Para el amor, elegir es respetar. El amor es esencialmente religioso; la luz que crea en torno de la mujer jamás se extingue. Por una ilusión generosa objetivamos los rayos invencibles cuyo centro está en nuestro espíritu, y se nos figura que amamos la belleza, cuando precisamente es la belleza lo que en nosotros ama. La mujer amada es intangible. Nos mentirá, nos atormentará, nos abandonará, si es posible que un amor profundo no sea recíproco, pero el resplandor inmortal seguirá iluminándola. El culto a la felicidad se habrá convertido en el culto al dolor, pero el templo estará en pie. La dulce fuente se habrá cambiado en fuente de amarguras, pero no se habrá agotado. Si no la dicha, la desdicha será nuestra razón de vivir y la explicación del universo. No renunciaremos a las sagradas ruinas. Preferimos un recuerdo melancólico a todas las tentaciones del presente y a todas las promesas de la esperanza. ¡Y en qué silencio, en qué intimidad secreta no resucitaremos del olvido, como Dios de la nada, las imágenes del joven amor y de la vida! Venturoso o no, el amor auténtico se oculta; el pudor es la mitad de su poesía. Un amante es un iniciado; no elevará en el arroyo el ara ni el altar. No expondrá al escándalo las embriagueces de su victoria, ni la liquidación de sus desastres. Quizá sucumba en un rincón, mas no representará gratis, ante la tribu reunida, una escena vulgar de quinto acto.

¡Matar! El amante de veras no mataría en ningún caso porque comprende que sería inútil.

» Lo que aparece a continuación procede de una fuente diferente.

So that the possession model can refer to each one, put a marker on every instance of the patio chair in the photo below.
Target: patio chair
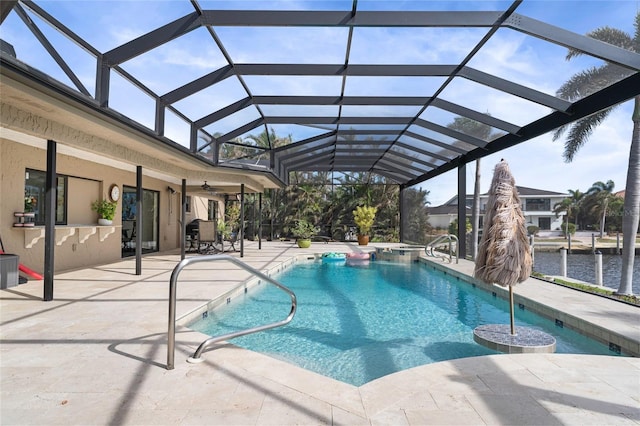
(207, 236)
(232, 239)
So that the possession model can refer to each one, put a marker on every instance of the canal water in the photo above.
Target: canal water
(582, 267)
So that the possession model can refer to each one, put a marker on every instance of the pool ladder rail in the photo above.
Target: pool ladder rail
(171, 339)
(448, 241)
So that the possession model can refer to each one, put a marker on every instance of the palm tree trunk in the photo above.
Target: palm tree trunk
(631, 215)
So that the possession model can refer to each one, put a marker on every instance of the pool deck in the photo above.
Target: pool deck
(97, 354)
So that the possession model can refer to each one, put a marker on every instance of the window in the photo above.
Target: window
(34, 196)
(212, 211)
(538, 204)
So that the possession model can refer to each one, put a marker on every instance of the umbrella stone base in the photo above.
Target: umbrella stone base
(526, 340)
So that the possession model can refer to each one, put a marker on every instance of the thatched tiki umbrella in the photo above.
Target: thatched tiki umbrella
(504, 255)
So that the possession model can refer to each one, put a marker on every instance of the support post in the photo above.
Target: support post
(598, 268)
(260, 221)
(563, 262)
(241, 232)
(183, 219)
(138, 225)
(50, 220)
(462, 211)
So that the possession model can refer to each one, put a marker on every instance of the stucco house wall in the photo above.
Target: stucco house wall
(87, 181)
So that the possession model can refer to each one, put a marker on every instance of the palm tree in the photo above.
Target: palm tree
(587, 82)
(602, 194)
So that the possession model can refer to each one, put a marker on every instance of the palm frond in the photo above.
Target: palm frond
(612, 36)
(580, 132)
(591, 80)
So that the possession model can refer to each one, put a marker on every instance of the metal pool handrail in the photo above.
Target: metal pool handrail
(171, 339)
(442, 239)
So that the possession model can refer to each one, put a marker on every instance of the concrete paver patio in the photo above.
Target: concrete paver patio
(97, 355)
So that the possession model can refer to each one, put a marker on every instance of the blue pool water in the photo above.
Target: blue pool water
(356, 324)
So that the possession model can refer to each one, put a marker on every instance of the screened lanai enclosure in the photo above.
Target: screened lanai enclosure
(392, 92)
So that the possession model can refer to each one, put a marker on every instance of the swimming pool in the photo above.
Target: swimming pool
(359, 323)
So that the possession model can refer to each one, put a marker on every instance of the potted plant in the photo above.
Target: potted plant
(364, 217)
(106, 211)
(303, 231)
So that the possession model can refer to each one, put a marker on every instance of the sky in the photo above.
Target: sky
(537, 163)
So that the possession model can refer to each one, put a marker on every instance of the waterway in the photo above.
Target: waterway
(582, 267)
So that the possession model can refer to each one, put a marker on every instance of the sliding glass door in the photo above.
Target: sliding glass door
(150, 221)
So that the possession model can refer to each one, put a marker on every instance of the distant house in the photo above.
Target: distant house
(537, 206)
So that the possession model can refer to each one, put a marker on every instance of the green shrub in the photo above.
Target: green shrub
(570, 227)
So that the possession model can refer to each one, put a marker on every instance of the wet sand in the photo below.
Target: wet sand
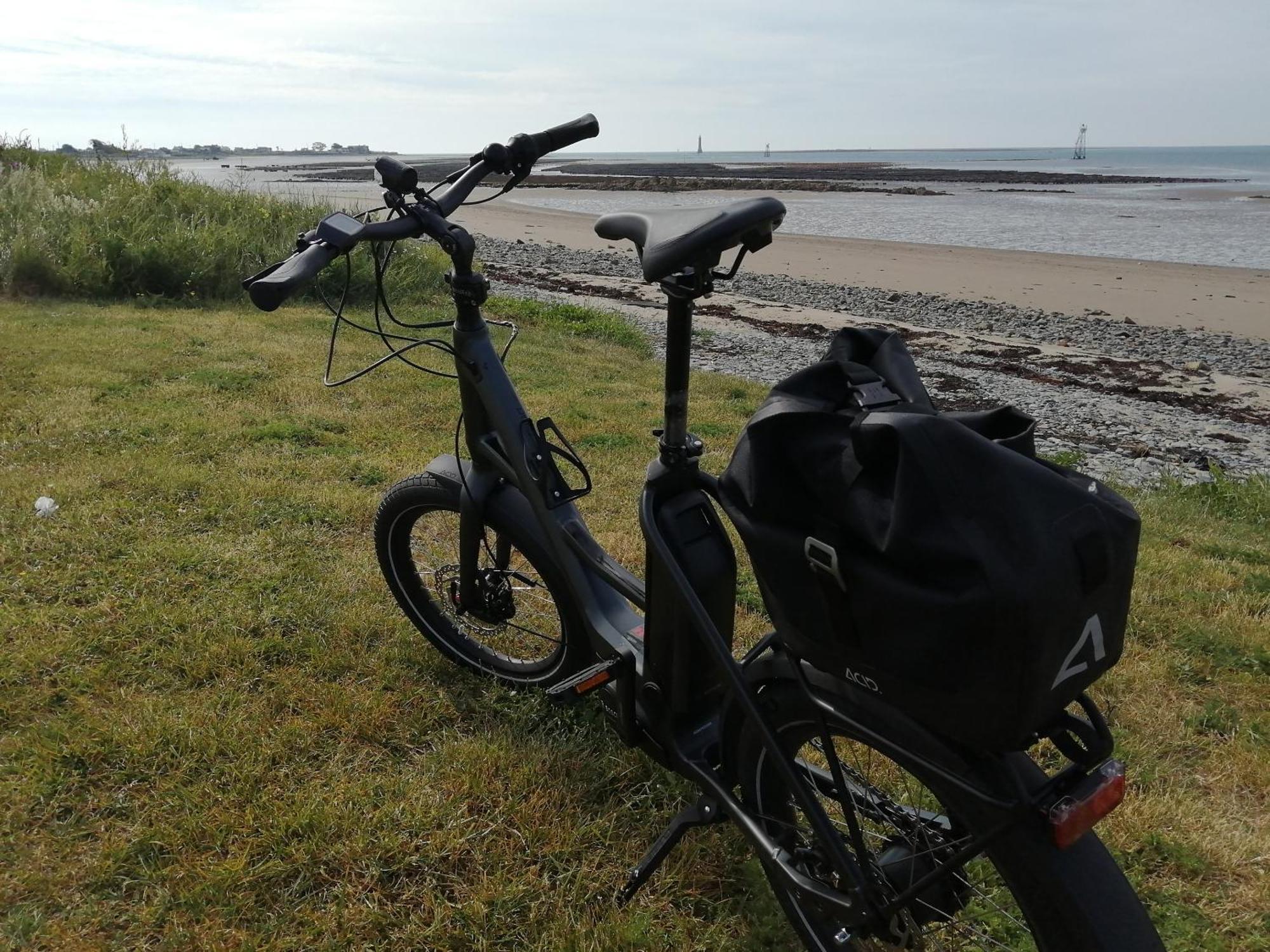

Es que el amor abre el entendimiento, revela lo invisible, y el seudo amante ignora que ante el amor la muerte es pequeña y transitoria. Sin embargo, el niño enamorado, al balbucear las eternas palabras, que a un tiempo se inventan y repiten, proclama la verdad: «Siempre te amaré». «Siempre nos amaremos». Siempre, es decir, no hasta la muerte, sino en la muerte y más allá de la muerte. Heine imita al niño: «En el día del juicio final, anuncia, los muertos se levantan, las trompetas les llaman a las alegrías y a las penas; en cuanto a nosotros, no nos inquietaremos de nada, y nos quedaremos acostados y abrazados». Y si para el amor la muerte no es un obstáculo, ¿cómo sería una solución? La muerte deja intactos los problemas de la vida.

En apariencia, fácil es hacer desaparecer al vivo. La cuestión es hacer desaparecer al muerto. Un cadáver se entierra, un fantasma, no. ¡Matar! Y ¿después? ¿Para qué cerrar la puerta al vivo durante el día, si ha de venir el muerto cada noche a sentarse en el borde de la cama?



Publicado en "El Diario", Asunción, 18 de setiembre de 1907.